According to Inside the Games, “Indonesia was confirmed as the only candidate for the 2023 World Beach Games at the ANOC General Assembly last year but could not be awarded the event as its National Anti-Doping Organization (NADO) had recently been declared non-compliant by the World Anti-Doping Agency (WADA). With the Indonesian NADO taken off WADA's non-compliance list in February, Indonesia was free to be awarded major events again, and an ANOC delegation visited the country to assess potential host locations.”
But the World Beach Games weren’t the only international multi-sport event to have problems. Not even close, in fact. Birmingham, Alabama was left with a more than $15.5 million deficit after staging the World Games, and most of that was owed to local vendors. Los Angeles also had difficulty when it agreed to host the World Urban Games, originally scheduled for September 2019. However, in March 2019, with less than six months to go, the event was pulled from L.A. and moved to Hungary. (That event was produced by the Global Association of International Sports Federations (GAISF) which will be dissolving in 2022). It was reported the 2023 version of the Games would be in Budapest but the website does not mention anything about it.
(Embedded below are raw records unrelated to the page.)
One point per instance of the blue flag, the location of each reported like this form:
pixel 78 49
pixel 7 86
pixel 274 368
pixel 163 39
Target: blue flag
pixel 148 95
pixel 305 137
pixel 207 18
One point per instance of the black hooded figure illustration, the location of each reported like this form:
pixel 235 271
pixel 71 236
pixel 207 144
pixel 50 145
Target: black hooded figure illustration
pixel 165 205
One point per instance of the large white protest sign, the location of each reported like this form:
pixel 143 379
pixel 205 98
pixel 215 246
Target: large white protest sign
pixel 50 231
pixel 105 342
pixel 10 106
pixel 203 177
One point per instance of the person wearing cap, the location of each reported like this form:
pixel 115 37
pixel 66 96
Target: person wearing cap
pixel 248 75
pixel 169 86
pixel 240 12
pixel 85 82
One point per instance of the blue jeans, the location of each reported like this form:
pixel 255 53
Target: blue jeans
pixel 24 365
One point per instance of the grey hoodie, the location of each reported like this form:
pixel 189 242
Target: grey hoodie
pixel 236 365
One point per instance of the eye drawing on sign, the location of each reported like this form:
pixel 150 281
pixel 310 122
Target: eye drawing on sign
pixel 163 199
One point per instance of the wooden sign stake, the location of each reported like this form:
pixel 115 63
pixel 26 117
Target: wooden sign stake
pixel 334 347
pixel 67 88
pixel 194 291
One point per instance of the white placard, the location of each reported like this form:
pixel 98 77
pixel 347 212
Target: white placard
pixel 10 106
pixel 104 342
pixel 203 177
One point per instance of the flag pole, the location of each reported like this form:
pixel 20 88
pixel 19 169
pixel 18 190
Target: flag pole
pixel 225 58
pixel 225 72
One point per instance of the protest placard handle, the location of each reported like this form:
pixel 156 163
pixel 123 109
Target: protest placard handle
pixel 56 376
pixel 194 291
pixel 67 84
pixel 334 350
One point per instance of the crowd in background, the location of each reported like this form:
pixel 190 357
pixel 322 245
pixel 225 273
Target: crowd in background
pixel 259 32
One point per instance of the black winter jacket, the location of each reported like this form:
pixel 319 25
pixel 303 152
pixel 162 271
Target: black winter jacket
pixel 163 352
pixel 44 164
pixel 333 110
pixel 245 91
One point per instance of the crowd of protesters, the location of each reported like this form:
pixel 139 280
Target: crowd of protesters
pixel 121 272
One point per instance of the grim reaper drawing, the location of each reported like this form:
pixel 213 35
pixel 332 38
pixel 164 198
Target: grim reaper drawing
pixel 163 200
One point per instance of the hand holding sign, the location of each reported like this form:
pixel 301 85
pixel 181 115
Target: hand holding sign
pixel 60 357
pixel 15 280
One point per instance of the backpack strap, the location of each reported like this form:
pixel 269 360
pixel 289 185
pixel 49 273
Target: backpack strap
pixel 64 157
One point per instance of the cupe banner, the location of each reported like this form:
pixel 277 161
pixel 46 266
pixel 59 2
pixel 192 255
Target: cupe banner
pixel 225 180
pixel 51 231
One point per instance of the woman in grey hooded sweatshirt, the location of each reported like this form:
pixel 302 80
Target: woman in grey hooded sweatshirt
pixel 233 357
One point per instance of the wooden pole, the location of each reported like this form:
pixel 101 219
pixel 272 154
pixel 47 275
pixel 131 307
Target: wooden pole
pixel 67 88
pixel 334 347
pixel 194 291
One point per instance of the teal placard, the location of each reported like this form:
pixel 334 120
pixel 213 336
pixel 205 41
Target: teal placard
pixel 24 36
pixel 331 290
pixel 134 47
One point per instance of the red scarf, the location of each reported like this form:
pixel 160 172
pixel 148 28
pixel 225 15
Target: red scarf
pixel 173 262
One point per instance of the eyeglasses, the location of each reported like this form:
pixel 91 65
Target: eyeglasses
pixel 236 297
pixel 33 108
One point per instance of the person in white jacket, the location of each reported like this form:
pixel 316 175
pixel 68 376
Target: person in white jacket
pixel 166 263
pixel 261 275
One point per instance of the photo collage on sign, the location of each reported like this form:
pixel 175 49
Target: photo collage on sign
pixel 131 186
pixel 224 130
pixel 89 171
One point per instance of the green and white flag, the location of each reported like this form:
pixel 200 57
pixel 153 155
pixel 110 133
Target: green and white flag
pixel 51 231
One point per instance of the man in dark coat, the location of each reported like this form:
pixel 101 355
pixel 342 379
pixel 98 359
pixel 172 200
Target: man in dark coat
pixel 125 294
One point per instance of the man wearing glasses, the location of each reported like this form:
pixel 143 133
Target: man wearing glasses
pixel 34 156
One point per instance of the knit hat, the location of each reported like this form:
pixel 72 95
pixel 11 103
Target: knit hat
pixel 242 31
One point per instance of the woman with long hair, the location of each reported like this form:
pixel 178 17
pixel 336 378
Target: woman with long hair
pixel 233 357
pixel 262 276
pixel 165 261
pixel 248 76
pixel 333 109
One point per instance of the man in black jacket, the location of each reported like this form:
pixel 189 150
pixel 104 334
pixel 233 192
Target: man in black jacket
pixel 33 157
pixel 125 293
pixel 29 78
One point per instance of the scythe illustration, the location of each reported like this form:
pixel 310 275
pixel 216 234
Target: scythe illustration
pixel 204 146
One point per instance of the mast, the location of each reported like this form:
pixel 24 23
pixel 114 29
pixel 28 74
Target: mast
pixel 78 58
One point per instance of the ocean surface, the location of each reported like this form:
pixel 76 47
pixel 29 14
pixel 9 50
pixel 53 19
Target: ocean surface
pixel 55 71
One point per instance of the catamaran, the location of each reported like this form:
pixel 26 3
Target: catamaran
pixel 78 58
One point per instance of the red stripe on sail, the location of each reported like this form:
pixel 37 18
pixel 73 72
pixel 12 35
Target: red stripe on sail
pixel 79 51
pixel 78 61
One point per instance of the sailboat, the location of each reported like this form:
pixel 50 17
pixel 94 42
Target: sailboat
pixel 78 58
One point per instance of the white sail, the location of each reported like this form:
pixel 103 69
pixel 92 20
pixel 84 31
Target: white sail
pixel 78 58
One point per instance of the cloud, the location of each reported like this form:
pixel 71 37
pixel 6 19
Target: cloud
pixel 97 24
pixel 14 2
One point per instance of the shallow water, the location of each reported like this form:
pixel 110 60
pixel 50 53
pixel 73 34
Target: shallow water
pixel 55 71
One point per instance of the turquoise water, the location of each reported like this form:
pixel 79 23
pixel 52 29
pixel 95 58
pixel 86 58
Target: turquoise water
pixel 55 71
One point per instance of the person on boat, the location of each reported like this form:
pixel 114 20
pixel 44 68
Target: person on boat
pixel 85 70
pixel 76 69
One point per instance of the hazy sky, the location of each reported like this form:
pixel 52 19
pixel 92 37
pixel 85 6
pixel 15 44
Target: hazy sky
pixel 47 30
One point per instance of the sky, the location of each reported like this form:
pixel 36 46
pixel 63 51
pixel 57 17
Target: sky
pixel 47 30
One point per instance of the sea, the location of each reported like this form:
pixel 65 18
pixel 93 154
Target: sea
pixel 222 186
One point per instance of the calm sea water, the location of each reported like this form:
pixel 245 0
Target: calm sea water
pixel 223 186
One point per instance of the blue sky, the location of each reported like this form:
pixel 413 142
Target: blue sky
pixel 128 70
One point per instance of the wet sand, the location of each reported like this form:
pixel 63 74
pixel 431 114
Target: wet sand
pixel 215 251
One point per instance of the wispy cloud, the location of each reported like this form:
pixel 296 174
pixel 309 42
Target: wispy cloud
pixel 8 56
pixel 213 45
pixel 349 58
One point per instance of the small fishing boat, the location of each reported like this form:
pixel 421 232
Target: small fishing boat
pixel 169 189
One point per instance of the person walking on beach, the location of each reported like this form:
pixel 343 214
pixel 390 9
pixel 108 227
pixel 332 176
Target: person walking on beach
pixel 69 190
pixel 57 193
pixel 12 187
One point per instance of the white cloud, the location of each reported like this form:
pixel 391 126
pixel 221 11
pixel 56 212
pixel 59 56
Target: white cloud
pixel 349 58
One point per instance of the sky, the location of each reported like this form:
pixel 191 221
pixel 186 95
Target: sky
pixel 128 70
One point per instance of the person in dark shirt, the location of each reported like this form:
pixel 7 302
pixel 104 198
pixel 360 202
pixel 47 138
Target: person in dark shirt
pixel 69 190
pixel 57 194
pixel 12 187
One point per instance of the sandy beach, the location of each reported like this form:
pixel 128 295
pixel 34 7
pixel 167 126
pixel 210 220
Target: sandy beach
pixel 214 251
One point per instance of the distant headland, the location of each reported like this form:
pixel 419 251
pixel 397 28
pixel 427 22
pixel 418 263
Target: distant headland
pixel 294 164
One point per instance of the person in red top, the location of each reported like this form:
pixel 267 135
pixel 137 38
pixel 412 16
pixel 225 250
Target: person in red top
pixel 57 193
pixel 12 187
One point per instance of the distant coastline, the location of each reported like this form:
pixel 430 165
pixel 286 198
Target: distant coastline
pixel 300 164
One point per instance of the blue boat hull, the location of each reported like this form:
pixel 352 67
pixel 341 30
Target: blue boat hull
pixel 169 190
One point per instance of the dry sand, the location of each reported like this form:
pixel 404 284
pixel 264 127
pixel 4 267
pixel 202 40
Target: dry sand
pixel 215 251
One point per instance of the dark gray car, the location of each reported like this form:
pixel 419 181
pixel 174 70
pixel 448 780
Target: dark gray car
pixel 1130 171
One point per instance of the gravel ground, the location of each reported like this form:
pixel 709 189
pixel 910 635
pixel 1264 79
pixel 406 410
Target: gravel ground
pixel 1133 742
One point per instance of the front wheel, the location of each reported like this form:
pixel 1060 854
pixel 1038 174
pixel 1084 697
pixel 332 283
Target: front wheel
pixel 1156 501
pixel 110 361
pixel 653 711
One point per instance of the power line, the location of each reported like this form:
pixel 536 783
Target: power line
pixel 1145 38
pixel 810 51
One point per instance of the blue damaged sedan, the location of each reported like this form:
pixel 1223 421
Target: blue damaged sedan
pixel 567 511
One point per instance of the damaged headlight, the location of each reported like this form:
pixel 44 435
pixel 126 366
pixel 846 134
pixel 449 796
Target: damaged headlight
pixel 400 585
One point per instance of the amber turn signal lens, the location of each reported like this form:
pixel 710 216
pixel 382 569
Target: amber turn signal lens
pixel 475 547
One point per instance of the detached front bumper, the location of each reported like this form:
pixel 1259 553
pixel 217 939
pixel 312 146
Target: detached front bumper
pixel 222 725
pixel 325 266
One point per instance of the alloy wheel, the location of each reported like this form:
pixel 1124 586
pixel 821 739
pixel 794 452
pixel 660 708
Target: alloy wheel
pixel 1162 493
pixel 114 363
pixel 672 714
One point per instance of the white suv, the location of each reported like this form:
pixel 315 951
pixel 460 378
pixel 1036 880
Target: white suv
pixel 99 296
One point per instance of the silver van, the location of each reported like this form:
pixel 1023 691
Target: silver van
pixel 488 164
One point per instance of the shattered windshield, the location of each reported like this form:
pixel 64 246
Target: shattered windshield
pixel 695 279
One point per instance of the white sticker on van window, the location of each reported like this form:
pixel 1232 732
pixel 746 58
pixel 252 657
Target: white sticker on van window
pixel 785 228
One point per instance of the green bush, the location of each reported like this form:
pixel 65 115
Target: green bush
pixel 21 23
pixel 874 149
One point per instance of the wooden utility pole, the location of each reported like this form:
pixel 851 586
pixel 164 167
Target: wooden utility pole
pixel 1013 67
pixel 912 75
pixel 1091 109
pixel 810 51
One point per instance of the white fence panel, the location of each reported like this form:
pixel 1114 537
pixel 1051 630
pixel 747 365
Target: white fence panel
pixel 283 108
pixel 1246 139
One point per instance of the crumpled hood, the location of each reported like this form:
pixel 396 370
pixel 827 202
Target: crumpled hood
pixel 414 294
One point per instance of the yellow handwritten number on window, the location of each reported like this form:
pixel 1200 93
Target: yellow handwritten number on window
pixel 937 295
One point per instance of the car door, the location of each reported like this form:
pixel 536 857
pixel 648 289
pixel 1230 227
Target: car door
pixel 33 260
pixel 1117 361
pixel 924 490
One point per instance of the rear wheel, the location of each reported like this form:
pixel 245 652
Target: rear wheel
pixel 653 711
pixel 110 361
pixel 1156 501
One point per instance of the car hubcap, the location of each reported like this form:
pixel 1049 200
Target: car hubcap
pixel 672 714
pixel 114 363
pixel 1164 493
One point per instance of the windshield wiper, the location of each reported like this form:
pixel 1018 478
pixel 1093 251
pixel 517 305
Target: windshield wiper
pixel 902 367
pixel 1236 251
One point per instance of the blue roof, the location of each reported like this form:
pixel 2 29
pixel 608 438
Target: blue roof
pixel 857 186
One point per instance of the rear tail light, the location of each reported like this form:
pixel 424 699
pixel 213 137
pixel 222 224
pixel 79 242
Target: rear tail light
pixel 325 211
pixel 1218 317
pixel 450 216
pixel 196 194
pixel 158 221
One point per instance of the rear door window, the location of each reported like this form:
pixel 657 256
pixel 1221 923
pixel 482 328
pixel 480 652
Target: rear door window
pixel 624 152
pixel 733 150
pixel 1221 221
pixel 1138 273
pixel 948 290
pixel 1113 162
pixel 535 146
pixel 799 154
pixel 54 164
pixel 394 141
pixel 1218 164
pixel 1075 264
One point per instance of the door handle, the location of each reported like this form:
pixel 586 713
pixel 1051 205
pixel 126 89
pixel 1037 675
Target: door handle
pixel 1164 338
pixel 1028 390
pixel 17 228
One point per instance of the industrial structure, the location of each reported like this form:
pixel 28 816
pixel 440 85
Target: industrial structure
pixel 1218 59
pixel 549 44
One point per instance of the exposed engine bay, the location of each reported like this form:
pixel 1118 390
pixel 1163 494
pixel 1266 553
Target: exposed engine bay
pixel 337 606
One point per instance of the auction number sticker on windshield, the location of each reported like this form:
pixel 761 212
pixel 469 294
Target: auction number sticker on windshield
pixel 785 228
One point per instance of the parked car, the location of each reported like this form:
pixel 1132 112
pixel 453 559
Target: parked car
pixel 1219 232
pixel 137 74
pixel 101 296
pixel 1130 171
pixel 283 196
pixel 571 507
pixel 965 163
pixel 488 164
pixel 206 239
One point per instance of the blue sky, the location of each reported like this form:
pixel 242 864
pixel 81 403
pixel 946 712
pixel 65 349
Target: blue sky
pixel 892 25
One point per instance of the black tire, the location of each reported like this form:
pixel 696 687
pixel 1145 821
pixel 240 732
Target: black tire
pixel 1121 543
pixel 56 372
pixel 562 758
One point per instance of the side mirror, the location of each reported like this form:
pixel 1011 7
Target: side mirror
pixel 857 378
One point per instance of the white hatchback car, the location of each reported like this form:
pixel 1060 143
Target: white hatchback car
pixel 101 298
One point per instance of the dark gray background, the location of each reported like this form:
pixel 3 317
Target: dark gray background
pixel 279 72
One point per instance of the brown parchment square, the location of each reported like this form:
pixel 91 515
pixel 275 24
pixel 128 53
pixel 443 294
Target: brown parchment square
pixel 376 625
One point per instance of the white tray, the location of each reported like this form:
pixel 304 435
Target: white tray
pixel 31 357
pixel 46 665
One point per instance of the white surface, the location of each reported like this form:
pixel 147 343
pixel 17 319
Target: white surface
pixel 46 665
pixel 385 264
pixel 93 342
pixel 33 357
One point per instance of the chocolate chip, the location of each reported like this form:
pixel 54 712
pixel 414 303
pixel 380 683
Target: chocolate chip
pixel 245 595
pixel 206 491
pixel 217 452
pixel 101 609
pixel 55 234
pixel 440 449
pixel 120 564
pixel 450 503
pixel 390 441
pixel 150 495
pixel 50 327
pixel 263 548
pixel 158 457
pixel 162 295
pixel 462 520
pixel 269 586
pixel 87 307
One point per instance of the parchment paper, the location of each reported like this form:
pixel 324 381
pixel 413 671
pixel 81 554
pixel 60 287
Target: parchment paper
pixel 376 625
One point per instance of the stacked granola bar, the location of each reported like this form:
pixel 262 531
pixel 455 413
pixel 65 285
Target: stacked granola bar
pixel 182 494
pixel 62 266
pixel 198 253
Another GAISF event, the World Combat Games, is also fighting for survival. First held in 2010 in Beijing, the Games consisted of six Olympic and 10 non-Olympic sports, with a second edition held in St Petersburg and a third awarded to Lima for 2017. But then the infighting started and Lima withdrew as host. It took another five years until GAISF signed a contract for the World Combat Games to take place in 2023 – the year after GAISF itself was set to be dissolved. It will be hosted in the Kingdom of Saudi Arabia, Riyadh.
GAISF, by the way, has finally announced firm plans for dissolution and has noted that the Association of IOC Recognized International Sports Federations (ARISF) and Alliance of Independent recognized Members of Sport (AIMS) will be the beneficiaries of multi-sport games involving non-Olympic International Federations – meaning the World Combat Games, the World Urban Games and World Mind Games.
But that still leaves the fate of the World Beach Games – and the work of ANOC – to be determined. It may be that following the 2023 Games, if they take place, ANOC goes back to the business of working with its members and leaves event planning for others. Of course, it may keep trying to produce the event, despite a lack of interest in hosting and a shortage of funds to do so, perpetuating the problem.
At a time when even the Olympics are struggling to attract host cities (and many cities are conducting referendums to see if residents even want them; often, they do not), the time seems to be right for ANOC to reconsider its hosting. SDM will continue to follow this issue.